Bed, Bath, and Bong Rips: The Glorious Return of Broad City
Comedy Central's beloved slacker-girl duo is back to perfecting the art of failing spectacularly.

“You haven’t seen Six Feet Under? You are … so lucky,” the aghast 27-year-old Abbi tells her neighbor early into the second season of Comedy Central's Broad City, which kicks off again tonight. The same could easily be said for anyone who hasn’t yet seen this series, widely praised as one of the best new shows to debut in 2014. The show’s creators, Abbi Jacobson and Ilana Glazer, star as fictionalized pre-fame versions of themselves—two “rollicking, flawed, lovable three-dimensional” best friends getting by in New York, prone to absurd, slapstick-y misadventures of the professional, personal, and sexual variety (Broad City quickly disabused viewers of the idea that it was a Girls knockoff).
As expected, the show’s second season stakes out familiar turf for itself: luxurious weed breaks, Bed Bath & Beyond trips, highly stylized music video fantasy sequences, more Soulstice. There are more cameos to look forward to (Wednesday’s premiere features Seth Rogen and Kumail Nanjiani). More body humor (blow-drying pubes and butt-sweat-absorbing napkins). More frank sex talk, including chatting about the intricacies of pegging at a shiva.
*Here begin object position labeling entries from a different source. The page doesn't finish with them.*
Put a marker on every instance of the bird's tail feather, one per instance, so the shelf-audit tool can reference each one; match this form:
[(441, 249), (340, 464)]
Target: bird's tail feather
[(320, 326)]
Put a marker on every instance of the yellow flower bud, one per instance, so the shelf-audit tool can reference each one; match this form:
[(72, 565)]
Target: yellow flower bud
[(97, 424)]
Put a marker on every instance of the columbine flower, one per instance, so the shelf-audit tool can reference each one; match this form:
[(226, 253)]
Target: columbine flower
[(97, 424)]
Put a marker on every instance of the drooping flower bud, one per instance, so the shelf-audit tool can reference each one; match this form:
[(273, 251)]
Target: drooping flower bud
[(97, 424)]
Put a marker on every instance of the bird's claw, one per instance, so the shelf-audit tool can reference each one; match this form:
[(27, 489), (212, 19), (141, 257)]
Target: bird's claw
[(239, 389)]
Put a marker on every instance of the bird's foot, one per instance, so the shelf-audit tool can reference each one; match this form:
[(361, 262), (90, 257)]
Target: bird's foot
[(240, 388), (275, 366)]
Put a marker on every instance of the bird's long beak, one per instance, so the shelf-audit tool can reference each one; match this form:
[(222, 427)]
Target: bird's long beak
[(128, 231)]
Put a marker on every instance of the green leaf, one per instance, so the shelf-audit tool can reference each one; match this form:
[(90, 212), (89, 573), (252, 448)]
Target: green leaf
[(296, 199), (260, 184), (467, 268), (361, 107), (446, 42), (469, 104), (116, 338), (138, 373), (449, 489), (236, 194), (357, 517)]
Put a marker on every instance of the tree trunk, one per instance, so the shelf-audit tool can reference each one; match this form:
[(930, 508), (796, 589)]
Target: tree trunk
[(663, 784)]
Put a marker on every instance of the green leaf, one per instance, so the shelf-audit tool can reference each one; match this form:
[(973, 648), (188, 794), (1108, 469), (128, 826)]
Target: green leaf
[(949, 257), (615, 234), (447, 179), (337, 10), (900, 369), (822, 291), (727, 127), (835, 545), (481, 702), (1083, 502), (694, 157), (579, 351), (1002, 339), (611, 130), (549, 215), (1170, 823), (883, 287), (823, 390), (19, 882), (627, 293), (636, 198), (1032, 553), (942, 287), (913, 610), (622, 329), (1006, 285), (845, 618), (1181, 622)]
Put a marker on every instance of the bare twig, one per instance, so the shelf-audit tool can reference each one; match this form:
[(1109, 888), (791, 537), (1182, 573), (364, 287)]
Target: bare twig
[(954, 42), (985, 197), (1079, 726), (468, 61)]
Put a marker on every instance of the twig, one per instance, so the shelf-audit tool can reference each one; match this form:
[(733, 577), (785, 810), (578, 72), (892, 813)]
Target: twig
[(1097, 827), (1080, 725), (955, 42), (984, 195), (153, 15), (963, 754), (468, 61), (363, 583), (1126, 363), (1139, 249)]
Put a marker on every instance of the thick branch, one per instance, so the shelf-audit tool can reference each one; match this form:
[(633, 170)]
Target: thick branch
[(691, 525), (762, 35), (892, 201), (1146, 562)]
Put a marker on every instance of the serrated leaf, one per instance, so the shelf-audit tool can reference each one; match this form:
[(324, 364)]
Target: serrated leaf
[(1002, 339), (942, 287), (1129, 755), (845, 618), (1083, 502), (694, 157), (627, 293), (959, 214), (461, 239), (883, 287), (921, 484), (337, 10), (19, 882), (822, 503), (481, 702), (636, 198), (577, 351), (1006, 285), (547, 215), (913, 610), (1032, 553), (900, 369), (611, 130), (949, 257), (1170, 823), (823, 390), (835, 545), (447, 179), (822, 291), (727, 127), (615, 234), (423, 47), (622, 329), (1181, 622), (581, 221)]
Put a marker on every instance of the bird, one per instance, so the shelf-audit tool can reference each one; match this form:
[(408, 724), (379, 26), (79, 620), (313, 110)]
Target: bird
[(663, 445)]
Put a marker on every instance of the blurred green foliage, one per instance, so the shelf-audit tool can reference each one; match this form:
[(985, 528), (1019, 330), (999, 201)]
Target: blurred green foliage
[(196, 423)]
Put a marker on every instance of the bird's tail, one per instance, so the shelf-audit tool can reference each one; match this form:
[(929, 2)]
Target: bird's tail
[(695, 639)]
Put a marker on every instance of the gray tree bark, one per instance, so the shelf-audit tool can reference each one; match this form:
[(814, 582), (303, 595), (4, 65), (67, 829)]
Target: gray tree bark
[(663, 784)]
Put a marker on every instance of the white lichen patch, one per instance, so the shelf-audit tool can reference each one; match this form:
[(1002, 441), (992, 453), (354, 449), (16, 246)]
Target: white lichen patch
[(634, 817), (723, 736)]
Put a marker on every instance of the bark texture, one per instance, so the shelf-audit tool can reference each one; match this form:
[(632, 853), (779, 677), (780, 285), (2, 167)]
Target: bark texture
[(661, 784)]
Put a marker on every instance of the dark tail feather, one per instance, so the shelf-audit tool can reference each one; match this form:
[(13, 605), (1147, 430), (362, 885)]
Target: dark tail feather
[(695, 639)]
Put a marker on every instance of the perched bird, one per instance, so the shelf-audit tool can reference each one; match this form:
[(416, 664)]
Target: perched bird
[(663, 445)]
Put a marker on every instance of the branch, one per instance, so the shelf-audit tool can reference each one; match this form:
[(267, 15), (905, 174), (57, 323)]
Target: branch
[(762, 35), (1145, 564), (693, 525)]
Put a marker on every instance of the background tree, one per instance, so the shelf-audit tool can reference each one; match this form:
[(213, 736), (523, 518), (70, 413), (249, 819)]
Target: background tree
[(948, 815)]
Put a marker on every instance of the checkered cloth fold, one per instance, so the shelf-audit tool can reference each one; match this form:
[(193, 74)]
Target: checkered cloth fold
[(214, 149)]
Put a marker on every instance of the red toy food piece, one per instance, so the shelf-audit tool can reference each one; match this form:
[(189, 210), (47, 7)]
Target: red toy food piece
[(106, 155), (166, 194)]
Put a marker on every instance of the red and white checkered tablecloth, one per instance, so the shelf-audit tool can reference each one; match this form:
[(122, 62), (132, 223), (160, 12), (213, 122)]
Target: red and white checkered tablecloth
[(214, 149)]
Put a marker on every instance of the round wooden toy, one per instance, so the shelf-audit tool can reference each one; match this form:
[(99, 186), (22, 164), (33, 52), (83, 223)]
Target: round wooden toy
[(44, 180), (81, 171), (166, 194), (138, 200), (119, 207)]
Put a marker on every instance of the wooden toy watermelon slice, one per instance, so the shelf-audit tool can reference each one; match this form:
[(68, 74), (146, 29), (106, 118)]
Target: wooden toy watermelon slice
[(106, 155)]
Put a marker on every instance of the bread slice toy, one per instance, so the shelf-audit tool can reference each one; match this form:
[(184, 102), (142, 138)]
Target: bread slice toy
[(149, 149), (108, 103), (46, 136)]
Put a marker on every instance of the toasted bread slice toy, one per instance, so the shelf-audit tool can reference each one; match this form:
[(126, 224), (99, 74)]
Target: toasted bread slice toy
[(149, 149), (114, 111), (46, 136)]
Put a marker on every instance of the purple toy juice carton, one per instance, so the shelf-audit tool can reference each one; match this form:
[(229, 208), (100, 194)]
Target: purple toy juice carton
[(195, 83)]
And more brilliant one-liners that could seemingly only be birthed by a comedy show written by and starring two women who manage to be exponentially funnier in the first episode than dude-flick star Rogen. (Example: “You’re going to vagina-swallow Jeremy tonight.”)
But the show isn’t getting complacent, subject-wise: The first few episodes weave rape, sexual experimentation, discrimination, death, and socioeconomic privilege into their storylines, but avoid shoehorning commentary or moralizing. Glazer and Jacobson proved in the first season that they could pull off outrageous without being tone-deaf or relying on stunt scenes—an admirable achievement for a show that centers on two self-absorbed female millennials. Sweet (flatulent) Abbi is often passive and self-doubting, given to bursts of energy and gall at the urging of Ilana, who is equal parts bullshittery and sincerity, and whose deep ignorance and irony are only sometimes redeemed by her sensitivity and good intentions.
More than the jokes and characters, where Broad City betrays its maturity and confidence is in its total commitment to Abbi and Ilana’s own delightfully skewed and insular reality. Some of the best comedy shows thrive from building and living within self-contained environments (Arrested Development, Seinfeld, Parks and Recreation), and Broad City’s second season looks equally eager to define the borders and contours of its own world. It’s been impressive for a show to find its footing so quickly and build on it (granted, Broad City was a cult web series before it found a home with executive producer Amy Poehler at Comedy Central, which just announced that the series would be renewed for a third season).
Abbi and Ilana’s world is, among many things, consistent in its inconsistencies: We never see Abbi’s roommate, whose repulsive-but-lovable boyfriend Bevers almost never leaves their apartment. And how does the maddeningly incompetent and perpetually underdressed Ilana still have a job? Their world is surreal, gross, and wonderful exaggeration of New York. A couple of callbacks to the first season—a miserable girl on the subway who looked like she just got Maced, Abbi sending a Facebook post out into the "cloud"—also help flesh out a cohesive and self-referential world.
Theirs is the kind of world that makes for immersive viewing, and that can elevate a show from just really funny to divine.